Comment va se comporter le marché des immatriculations de véhicules industriels en 2021 ? "Beaucoup d’interrogations subsistent", a souligné Jean-Michel Mercier. Le contexte sanitaire risque de provoquer encore un certain temps une alternance de "stop & go" qui ne permet pas d’avoir une grande visibilité sur les possibilités de reprise. D’autre part, les mesures de soutien budgétaire et monétaire de grande ampleur qui ont permis de maintenir l’économie à flot et de limiter le recul de l’investissement en 2020, pourraient s’amenuiser.

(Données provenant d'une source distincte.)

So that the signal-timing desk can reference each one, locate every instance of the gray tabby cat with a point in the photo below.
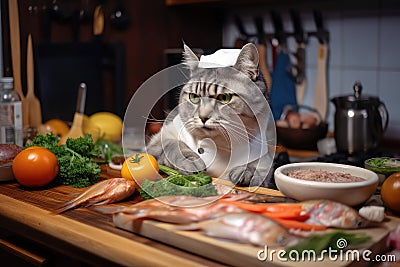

Dans le transport routier en particulier, il existe un risque important de défaillances d’entreprises. "Le poids des kilomètres réalisés à vide est une des préoccupations majeures historiques. C’est aussi un point clef relevé dans les dernières enquêtes de la FNTR, avec 38% des entreprises qui enregistrent des kilomètres à vide supplémentaires. La restauration des taux de parcours en charge sera donc une question cruciale". En facilitant la mise en relation de l’offre et de la demande, les plates-formes digitales comme Upply peuvent apporter une aide précieuse dans ce domaine.
Compte tenu des incertitudes qui pèsent sur le secteur, l’OVI prévoit une croissance de +1% en 2021 avec environ 42 000 immatriculations, et un retour à la normale en 2022. Dans le détail, on devrait assister à une légère reprise de +2% du marché tracteur, qui atteindrait ainsi les 21 300 immatriculations, et une stabilité du marché porteur aux alentours de 20 700 unités.
"Si un niveau de reprise plus élevé paraît possible, vers un niveau plus proche des 45 000 unités, les facteurs clefs pour une reprise sensible serait : les achats des grandes flottes notamment en tracteur, la situation sanitaire et le délai de rebond des commandes début 2021, fonction de l’évolution de la crise sanitaire", conclut l’OVI.